If you know the Star Wars fan community, you know the usual criticisms: wooden dialogue, bizarre pacing, a lack of actor-direction, and, of course, the endless politics. But enough proverbial ink has been spilled over these points. To sum it up in the words of Han Solo: It’s true. All of it.
The film fails on multiple levels. Watching the film with a 20-year remove, I notice one failure in particular. In The Phantom Menace, the childhood and adulthood of Star Wars separate like oil and vinegar.
The original Star Wars Episode IV: A New Hope (1977) bottled the essence of a fairytale. A farm boy and a wizard leave home, storm a castle, rescue a princess, and defeat an evil empire. That’s it: the classic hero’s journey as outlined by Joseph Campbell. This mythic storytelling transcends age. Whether you’re six or 60, you want that farm boy to rescue that princess.
But The Phantom Menace never achieves this. No classic fairytale begins with “The taxation of trade routes is in dispute.” Where A New Hope unifies children and adults, The Phantom Menace alienates both. Kids love the Jar Jar antics and the fart jokes, but for OG fans from ’76, it felt like director George Lucas himself farting on their childhood. And the political premise, while intriguing for grown-ups where it works, baffles younger viewers.
Mixed with my childhood elation, I remember profound confusion. What’s a trade federation? How do the Jedi stroll aboard the bad guy’s ship without a fight? I understood A New Hope; when the bad guys showed up, they fought the good guys, and vice versa, end of story. Even a six-year-old could catch that visceral storytelling. But trade disputes? Votes of no confidence? I filed those terms in the “things I’ll understand when I grow up” folder of my brain (update: I still don’t entirely). When Darth Vader marched down a hallway of rebel corpses in A New Hope, I felt the stakes. But when Sio Bibble informed Queen Amidala that “the death toll is catastrophic,” he could’ve been speaking Huttese.
But I still loved it. And you know what? I still do. And now that the kids from 1999 are grown up and writing things, I know I’m not alone.

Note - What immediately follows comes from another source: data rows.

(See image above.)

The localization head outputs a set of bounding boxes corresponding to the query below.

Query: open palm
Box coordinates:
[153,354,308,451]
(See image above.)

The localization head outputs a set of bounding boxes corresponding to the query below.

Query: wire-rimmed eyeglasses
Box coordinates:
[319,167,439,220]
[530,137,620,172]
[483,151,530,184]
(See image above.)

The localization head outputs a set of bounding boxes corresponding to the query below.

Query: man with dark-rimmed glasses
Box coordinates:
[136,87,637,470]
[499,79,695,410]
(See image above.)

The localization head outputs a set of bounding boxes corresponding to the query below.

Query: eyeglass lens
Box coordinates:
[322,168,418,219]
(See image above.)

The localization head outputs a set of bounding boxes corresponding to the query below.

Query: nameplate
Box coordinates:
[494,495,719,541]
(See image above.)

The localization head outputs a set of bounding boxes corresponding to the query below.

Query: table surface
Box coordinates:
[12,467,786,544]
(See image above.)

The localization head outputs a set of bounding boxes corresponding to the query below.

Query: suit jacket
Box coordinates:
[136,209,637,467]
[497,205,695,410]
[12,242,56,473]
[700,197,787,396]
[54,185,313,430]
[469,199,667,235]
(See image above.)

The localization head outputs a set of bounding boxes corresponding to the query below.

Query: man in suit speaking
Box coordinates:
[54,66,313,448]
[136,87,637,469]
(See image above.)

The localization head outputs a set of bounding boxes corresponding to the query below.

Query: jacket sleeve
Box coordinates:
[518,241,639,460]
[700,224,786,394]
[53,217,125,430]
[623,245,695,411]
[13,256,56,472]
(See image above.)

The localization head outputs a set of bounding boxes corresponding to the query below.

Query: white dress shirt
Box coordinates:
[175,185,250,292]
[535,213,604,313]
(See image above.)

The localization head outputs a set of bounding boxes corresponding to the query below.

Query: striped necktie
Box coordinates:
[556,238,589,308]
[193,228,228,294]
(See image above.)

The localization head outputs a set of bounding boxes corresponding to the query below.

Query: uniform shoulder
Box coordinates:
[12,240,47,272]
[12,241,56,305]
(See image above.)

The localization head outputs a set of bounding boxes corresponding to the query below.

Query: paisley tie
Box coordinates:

So how do us ’90s kids reconcile our love for such a mess of a movie? We could join the meme culture and enjoy it ironically. But if I did that, I would be scorning my childhood the same way older fans thought Lucas scorned theirs. I would have to disavow that little six-year-old me in the rattail braid.

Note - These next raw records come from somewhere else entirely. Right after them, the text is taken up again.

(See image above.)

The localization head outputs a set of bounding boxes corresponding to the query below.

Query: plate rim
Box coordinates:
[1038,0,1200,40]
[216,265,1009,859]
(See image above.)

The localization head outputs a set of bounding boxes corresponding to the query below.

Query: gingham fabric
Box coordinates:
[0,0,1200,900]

Of course, it’s healthy to admit the film’s flaws. We should discern good storytelling from poor storytelling. But it’s also okay to celebrate the goodness in flawed things. It’s possibly even a more noble endeavor than sniffing out the flaws in good things (looking at you, Force Awakens haters).
The older I get, the more I notice the ways this movie doesn’t fail. We’ve all seen bad sci-fi flicks—the generic set pieces, the predictable structures, the requisite energy beam shooting skyward in the third act. They fail by settling for mediocrity. But The Phantom Menace fails while shooting for the stars.
Fans expected a straightforward installment of the Star Wars franchise. Instead, they received the mishmash passion project of an independent filmmaker. Lucas takes his political philosophy, his Flash Gordon nostalgia, his love of racing, and his urge to advance film technology and combines them into one film. He crafts his own tone, his own pace, his own aesthetic. For all its flaws, it feels like nothing else. Lucas fails as only an auteur could fail.
Glimmers of greatness eek through the shortfalls. It plays oddly like Marvel’s The Star Wars, an illustrated adaptation of Lucas’s rough draft for A New Hope. They feature the same breakneck pacing, the same exposition-clogged dialogue, the same political pontifications. But The Star Wars went through several drafts—and the input of multiple others—before becoming the film we love. One can only imagine what The Phantom Menace could have been with more time and more input.